I just chatted with Bob Cohen, a spokesman at the D.C.-based Career College Association, an organization made up of about 1,800 accredited, private post-secondary institutions of learning that each year educate more than one million students for jobs in a variety of occupational fields. I called him because a few days ago I got an e-mail from his organization that talked about the availability of "green jobs," those that focus on improving the environment.
Americans are unfamiliar with those jobs, Cohen said.
"I think there is still an education process that needs to take place," he said. "It is an important goal for the country, but it needs to be broken down in more bite-size pieces so people can make the translation from the high level concept to specific jobs."
Green jobs include everything from positions that focus on building more energy-efficient buildings to those that create more ecologically friendly products to those that provide better approaches to using our natural resources, he said.
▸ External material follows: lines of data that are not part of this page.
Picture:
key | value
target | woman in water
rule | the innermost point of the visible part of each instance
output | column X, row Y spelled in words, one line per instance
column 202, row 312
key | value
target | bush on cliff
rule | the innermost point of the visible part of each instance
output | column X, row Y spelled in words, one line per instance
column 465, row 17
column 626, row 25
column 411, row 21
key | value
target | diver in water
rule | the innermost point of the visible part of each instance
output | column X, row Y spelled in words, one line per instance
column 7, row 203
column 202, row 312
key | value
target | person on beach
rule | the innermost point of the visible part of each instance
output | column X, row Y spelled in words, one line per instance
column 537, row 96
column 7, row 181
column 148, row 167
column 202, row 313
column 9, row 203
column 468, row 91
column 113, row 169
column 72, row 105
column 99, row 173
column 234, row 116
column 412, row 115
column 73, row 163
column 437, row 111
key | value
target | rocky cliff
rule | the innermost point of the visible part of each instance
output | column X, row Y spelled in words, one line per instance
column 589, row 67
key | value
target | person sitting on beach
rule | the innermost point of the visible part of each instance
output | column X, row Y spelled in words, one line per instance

Check out this e-mail, entitled: Americans in the Dark on Green Jobs, Study Shows
Washington, DC – The vast majority of Americans have yet to understand how to access green job opportunities created by billions of dollars invested in such programs through the American Recovery and Reinvestment Act. A recent national survey commissioned by the Career College Association and conducted online by Harris Interactive®…indicates that nearly 94 percent of American adults believe people would be at least somewhat likely to consider pursuing green-related education if the federal government were to provide a financial incentive; however, only one percent have already obtained or are obtaining education for green jobs. The national survey found that more than 70 percent of American adults are familiar with the idea of green jobs. However, a much smaller percentage have seized on the numerous opportunities presented in the field today.
Knowledge about green job opportunities and training is much higher among those with greater education. College graduates are almost twice as likely as those with only a high school degree or less to know about the growing availability of green jobs (41 percent versus 22 percent), meaning that those who might benefit the most from green jobs access and training are likely to know the least about it.
"Public understanding of green jobs does not match up with the opportunities, and workers who might form the green jobs workforce of the future lack awareness of the practical steps they can take to prepare today," said CCA President Harris N. Miller. "Green jobs can be the wave of the future, but for our country to achieve that goal, we must educate the workforce about green job prospects and the training needed to break into this field."
The majority of Americans see the benefits associated with green jobs, despite only two percent having or having had a green job: 72 percent strongly or somewhat agree that the expansion of green jobs will help preserve a high quality environment and 63 percent strongly or somewhat agree that more green jobs would have a positive outcome for energy costs.
This survey was conducted online within the United States by Harris Interactive, a custom research firm, among 2,099 adults ages 18 and older.